There is not much of a plot to The Shrimp and the Anemone, instead it is an exquisitely executed character study of the two children—how they interact with each other, with other children, with adults and how they change over time. There is however an event that happens which changes the course of their lives and as I will reveal details of this event below, you may wish to skip to the last two paragraph if you are planning to read this book. During one of Eustace’s visits Miss Fothergill dies and later it is revealed that she bequeathed a large sum of money to Eustace which will enable him to attend a public school and then university. Eustace is not told of this but he soon notices that his father and aunt, and others, have begun to treat him differently. The differences are subtle, but they now show him more respect, ask his views and defer to his wishes on occasions. His father makes plans for Eustace to attend a good school but when Eustace is told by a local coach-driver that he will soon be ‘going away’ he assumes, because of his weak heart, that he is about to die. Over the following days he becomes morose and listless and talks to Hilda of writing his will. Whilst playing on the beach Eustace tries to tell Hilda of his fears and when she realises what he means she explodes in anger and fear. She feels that he’s trying to escape from them.

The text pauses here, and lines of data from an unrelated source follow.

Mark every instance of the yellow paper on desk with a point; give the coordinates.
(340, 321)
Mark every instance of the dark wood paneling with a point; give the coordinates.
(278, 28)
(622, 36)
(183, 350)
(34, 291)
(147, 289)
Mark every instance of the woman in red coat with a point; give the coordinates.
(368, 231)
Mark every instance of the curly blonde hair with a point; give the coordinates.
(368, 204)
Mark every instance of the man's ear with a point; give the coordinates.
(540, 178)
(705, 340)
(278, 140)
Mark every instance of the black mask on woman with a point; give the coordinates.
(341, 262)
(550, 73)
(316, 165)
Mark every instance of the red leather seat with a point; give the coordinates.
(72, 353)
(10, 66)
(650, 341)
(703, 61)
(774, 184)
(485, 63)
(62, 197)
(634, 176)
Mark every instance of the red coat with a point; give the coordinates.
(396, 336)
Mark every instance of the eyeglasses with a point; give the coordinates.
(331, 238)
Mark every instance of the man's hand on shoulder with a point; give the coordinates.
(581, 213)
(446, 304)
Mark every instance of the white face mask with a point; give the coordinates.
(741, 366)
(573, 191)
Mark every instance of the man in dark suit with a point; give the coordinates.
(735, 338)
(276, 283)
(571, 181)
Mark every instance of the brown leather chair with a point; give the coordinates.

Part of Hilda’s identity is in taking care of Eustace and she feels threatened and rejected with his talk of dying.
“How dare you talk like that? I see how it is—you want to go away—you want to leave us! You tried before, the time of the paper-chase, but you had to come back. You had to come back from Miss Fothergill too. You think you’ll be with someone who loves you more than we do—that’s why you talk about dying! But I won’t allow it! I’ll stop you! I’ll see you don’t slip away!”
It is a highly charged scene which is then quickly defused when some friends arrive congratulating Eustace on his inheritance and praising him for his foresight in getting to know Miss Fothergill. Left alone again, Eustace and Hilda discuss the money without really understanding the importance of it and then run back home care-free.
I originally read The Shrimp and the Anemone for the 1944 Club last year but didn’t have time to write anything about it—Harriet Devine and Simon (Stuck in a Book) did post reviews though. It is an astonishingly good book and I’m impressed with Hartley’s lucid writing style and sensitive portrayal of all the characters in it. The children’s dialogue, their thoughts and fears is amazingly realistic. I had originally planned to continue with the other volumes shortly after but have only got round to doing so now—I decided to re-read The Shrimp and the Anemone before the other volumes and feel that it’s a book that I could re-read many more times. I am currently on the last volume, Eustace and Hilda, and hope to post reviews of the other two volumes as well.
My beaten-up, well-worn, well-read, secondhand copy is a joy to read and hold; its heft is reassuring and the clear white (o.k. they’re yellowing very slightly) pages make it even more enjoyable to read—these things shouldn’t make a difference, but they do.